In the SO group, vessels were exposed and isolated, electrocoagulation was not performed to the vertebral artery and the common carotid artery was not clipped. In the I/R, IH7+I/R and IH21+I/R group, rat models of global cerebral ischemia were performed with improved Pulsinelli four-vessel occlusion method, and the procedures were as follows: the rats received anesthesia with 10% chloral hydrate and then were fixed at prone position; the back of the occipitalia was cut open in the middle to expose the double flank holes; the preheated electrocoagulation needle was inserted (each time lasted for 2-4s) to seal the bilateral vertebral arteries; the rats were then placed on the surgery board in lying position, and the neck was cut open in the middle to isolate the bilateral common carotid arteries; twenty-four hours later, the bilateral common carotid arteries were simultaneously clipped for 15min to cause global cerebral ischemia.

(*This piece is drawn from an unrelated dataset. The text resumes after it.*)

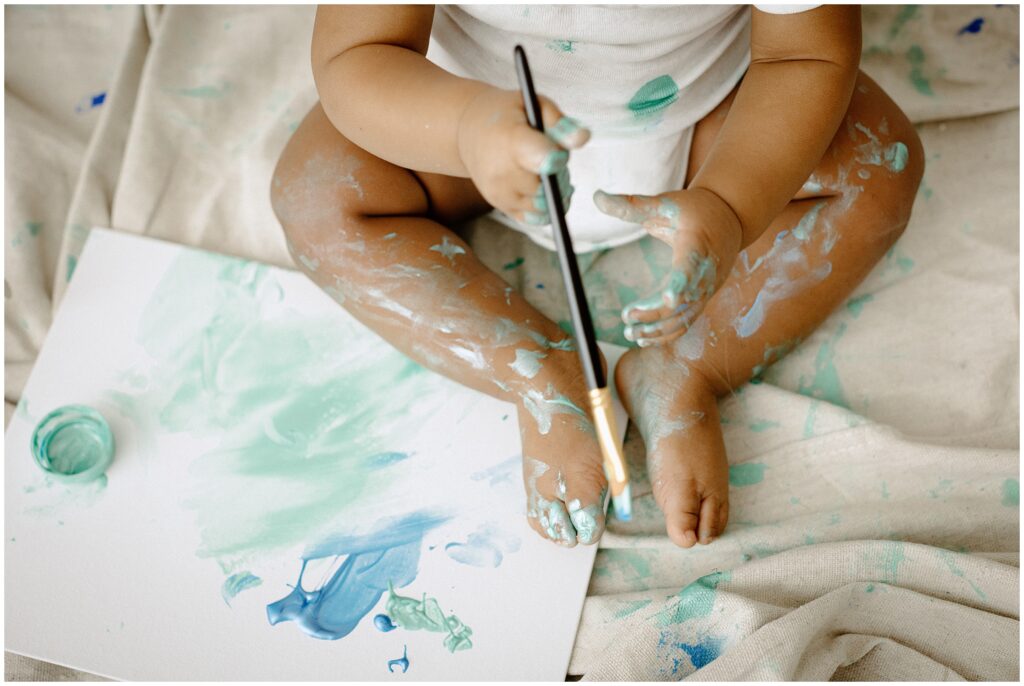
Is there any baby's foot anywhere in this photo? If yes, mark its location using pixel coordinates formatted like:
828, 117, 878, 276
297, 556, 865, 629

From 8:00am-15:00pm every day, the rats in the I/R, IH7+I/R and IH21+I/R group stayed in the hypoxic chamber where nitrogen and air alternated with one circle lasting for 120s. Nitrogen entry continued for 30s to maintain an oxygen concentration of 5-21% internally. A digital oxygen meter was employed to monitor the internal oxygen concentration. The whole process continued for 21d.

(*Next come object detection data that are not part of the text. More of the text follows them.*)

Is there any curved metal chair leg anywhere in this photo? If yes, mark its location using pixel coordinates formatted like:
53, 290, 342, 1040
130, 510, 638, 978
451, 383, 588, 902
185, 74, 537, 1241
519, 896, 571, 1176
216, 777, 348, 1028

Five rats were randomly selected from each group 6h and 24h after cerebral ischemia-reperfusion respectively, and fixed by cardiac perfusion with 4% paraformaldehyde. Then brain was harvested after decollation to cut out brain tissue from optic chiasma to cerebral transverse fissure. After the procedures of dehydration, paraffin embedding, sectioning, deparaffinating, xylene clearing and HE staining were performed routinely, the sections were observed under the optical microscope (40×10).

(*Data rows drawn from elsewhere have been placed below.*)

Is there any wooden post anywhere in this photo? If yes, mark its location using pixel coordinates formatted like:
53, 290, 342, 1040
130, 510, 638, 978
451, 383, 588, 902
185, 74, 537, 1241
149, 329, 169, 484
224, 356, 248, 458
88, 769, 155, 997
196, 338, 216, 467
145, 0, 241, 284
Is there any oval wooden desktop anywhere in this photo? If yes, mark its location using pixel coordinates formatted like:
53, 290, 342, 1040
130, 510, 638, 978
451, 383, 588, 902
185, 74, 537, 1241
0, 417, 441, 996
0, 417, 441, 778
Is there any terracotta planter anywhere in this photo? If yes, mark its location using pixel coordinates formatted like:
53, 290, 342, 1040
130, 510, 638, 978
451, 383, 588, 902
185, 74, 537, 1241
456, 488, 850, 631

The above-mentioned brain tissue sections were routinely deparaffinated, blocked with 0.3% H2O2 for 10min and subjected to heat induced epitope retrieval for 1.5 min. After anti-beclin1 and anti-mTOR antibody was added, the sections were incubated in the wet box at 37°C for 30min. Then secondary antibody was added, followed by incubation in the 37°C incubator for another 40min. Next, after DAB development, dehydration, clearing and sealing with neutral balsam, the sections were observed under the microscope. Quantitative analysis of positive rates: five sections were selected for analyzing each index, and five view fields were randomly selected in the hippocampus on each section under the optic microscope (400X), and positive cells of each view field were counted with the computer.

Five rats were randomly selected from each group 6h and 24h after cerebral ischemia-reperfusion respectively. Tissue (50~100mg) was collected from the hippocampus CA1 region of the rats and then well grinded in 1mL Trizol reagent to extract total RNA. OD260/280 values were measured with Rotor-Gene3000 fluorogenic quantitative PCR amplifier, and RNA concentrations were calculated with OD260 values. RNA was then stored at -80°C. Detection procedures: the forward and reverse primers of mTOR were GGTGGACGAGCTCTTTGTCA and AGGAGCCCTAACACTCGGAT; the forward and reverse primers of beclin1 were CTCTCGT CAAGGCGTCACTTC and CCTTAGACCCCTCCATT CCTCA; RT-PCR reactions: Stage 1, 2 (reverse transcription reactions): Reps: 1, 42°C 50min, 95°C10sec; Stage 3 (PCR reactions): Reps: 45, 95°C 15s, 56°C 20s; Stage4 (dissociation curve analysis): Dissociation Protocol.

Statistical analysis

A database of the data obtained in the study was established using Excel 2003 software. All data were shown with x¯ ±s. One-way analysis of variance for repeated data was performed with SPSS17.0 software. P<0.05 indicated significant difference.